Trainwreck is produced by Judd Apatow and has all the trappings of predecessors like Knocked Up and The 40-Year-Old Virgin. This includes an immature single guy who meets an improbable, too-perfect-to-be-real, gal. They’re not even close to being on the same page, but somehow their undeniable connection and one party’s penchant for romance dissolve all their barriers and #lovewins.
The difference in Trainwreck? Amy Schumer’s comedic sense is all over it.
The damaged, not-ready-for-a-relationship one is a woman, not a man. She drinks too much, parties too hard. The “walk of shame” is part of her morning routine. But she’s also unequivocally confident and driven — a complex woman with strengths and flaws. Many of the jokes feel plucked straight from the show, including the punch line of the opening scene where, during a one night stand, she fails to mask her disgust at the unappealing appearance of her date’s private sector. In true Schumer style, it’s raunchy and utterly delightful.

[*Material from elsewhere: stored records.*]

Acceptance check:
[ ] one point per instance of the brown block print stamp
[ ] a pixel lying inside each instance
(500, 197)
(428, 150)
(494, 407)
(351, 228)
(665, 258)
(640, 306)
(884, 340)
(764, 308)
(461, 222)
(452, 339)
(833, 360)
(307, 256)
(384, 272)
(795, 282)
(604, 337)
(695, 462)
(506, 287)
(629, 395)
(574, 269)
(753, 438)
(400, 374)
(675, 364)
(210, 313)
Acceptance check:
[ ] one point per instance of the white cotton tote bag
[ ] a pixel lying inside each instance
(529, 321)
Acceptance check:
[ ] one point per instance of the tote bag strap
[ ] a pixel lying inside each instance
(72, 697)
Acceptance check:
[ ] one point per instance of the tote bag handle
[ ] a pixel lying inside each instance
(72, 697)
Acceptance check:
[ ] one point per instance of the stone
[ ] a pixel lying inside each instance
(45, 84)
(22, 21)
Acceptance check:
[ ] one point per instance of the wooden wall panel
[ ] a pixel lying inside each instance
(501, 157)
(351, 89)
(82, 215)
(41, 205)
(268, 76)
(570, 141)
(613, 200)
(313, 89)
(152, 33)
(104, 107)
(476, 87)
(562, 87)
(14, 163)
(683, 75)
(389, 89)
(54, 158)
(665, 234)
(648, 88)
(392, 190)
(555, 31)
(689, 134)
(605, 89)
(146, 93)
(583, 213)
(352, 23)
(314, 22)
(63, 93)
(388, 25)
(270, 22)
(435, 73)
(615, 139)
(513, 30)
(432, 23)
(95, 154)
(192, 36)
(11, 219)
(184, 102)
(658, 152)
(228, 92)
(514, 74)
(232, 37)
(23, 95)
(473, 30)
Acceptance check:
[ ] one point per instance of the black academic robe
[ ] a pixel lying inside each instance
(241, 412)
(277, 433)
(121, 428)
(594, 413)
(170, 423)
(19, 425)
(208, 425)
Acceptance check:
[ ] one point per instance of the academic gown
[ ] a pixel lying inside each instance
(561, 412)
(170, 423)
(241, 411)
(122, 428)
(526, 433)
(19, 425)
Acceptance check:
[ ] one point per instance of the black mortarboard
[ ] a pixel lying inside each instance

Although there are many such laugh-out-loud funny moments throughout the film’s first half, once the Judd Apatow machine starts grinding its gears, it grinds the Schumer right out of the Amy. Schumer was a thespian before she was a comedian, and she does a fine job, but it’s jarring to see the real-talk funny girl shoved into the “damaged girl” box. Watching her admit that her reluctance to fully fall for Aaron might be due to her own deep-seated flaws is like watching the balloon of joy blown up by the movie’s first half slowly deflate. In a way, it’s refreshing to see Schumer outside the formula of her show, branching out into different mediums. And, if you love a good rom-com, this will scratch that itch. It’s swoony and juicy and romantic — certainly worth an afternoon at the movies, and fun enough that even the most rom-com-averse can enjoy. But, I must admit, I prefer the funny girl with all her confidence and swagger.
For now, I’ll keep watching Inside Amy Schumer and root for it as it battles for seven prime time Emmys in September. The first three seasons are available on Hulu Plus, with the fourth season returning in the spring of 2016.